Continuing the aside: I agree that the verbiage "the prefix always appears exactly once" and its parallel for the suffix greatly reduces the ambiguity from 1.0. The core of the ambiguity is whether an empty sequence (or "empty list" as the 1.0 Erratum E23 said it) suppresses all rendition; i.e., that prefix and suffix only occur as a byproduct of having a number sequence/list to render. So it could be called an order-of-operations issue. For 2.0, it would be helpful to have a Note like this:
NOTE: The only way that xsl:number will not produce a text node is when the sequence of numbers is empty and there is no prefix and there is no suffix.

Comment 3 Michael Kay 2006-06-15 20:05:15 UTC

Given the absence of use cases for preferring one interpretation of this construct over any other, the WG's preference was to retain the interpretation given by a strict reading of the XSLT 1.0 specification, namely that the string should be used as both the prefix and the suffix.
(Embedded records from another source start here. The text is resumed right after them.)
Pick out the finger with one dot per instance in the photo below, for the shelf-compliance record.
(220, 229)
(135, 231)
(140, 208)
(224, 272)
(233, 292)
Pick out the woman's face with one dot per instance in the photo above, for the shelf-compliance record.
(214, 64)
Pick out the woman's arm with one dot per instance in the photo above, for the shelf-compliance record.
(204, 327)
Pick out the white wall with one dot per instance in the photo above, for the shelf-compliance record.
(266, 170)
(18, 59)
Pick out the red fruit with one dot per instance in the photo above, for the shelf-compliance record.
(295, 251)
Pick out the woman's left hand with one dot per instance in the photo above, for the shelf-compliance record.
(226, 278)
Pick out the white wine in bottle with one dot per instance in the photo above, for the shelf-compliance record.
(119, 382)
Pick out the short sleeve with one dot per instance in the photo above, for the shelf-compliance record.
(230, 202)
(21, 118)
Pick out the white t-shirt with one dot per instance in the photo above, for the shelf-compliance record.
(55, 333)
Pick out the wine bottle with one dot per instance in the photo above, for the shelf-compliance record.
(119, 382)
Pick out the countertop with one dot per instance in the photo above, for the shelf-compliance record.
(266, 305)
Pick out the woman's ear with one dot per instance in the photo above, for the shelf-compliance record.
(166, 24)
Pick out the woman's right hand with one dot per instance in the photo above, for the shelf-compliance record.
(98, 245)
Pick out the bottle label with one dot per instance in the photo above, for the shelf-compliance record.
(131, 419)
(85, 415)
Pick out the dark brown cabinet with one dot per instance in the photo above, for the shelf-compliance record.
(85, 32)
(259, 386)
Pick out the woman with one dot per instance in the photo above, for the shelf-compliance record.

To implement this decision, after the sentence "Each non-alphanumeric token is either a prefix, a separator, or a suffix.", the following will be added: "If there is a non-alphanumeric token but no format token, then the single non-alphanumeric token is used as both the prefix and the suffix."

David, thanks for raising this, and could you please indicate whether this is an acceptable resolution.

Michael Kay
for the XSL WG

Comment 4 David Marston 2006-06-15 21:03:28 UTC

In general, attempting a strict reading of anything about xsl:number in the 1.0 spec is begging to find gaps, but I admit that there is no gap here. I don't think xsl:number deserves to have preservation of 1.0 behavior as the top priority, but that's the WG's call. (If preservation of 1.0 were not the top priority, I would have the error in this situation, allow generated 0 values for level=multiple at least, etc., etc.)

So I say this resolution is "grudgingly acceptable" based on the premise that it's acceptable for inadequate format strings to produce non-useful results. Take the strange-looking result as a gentle error message.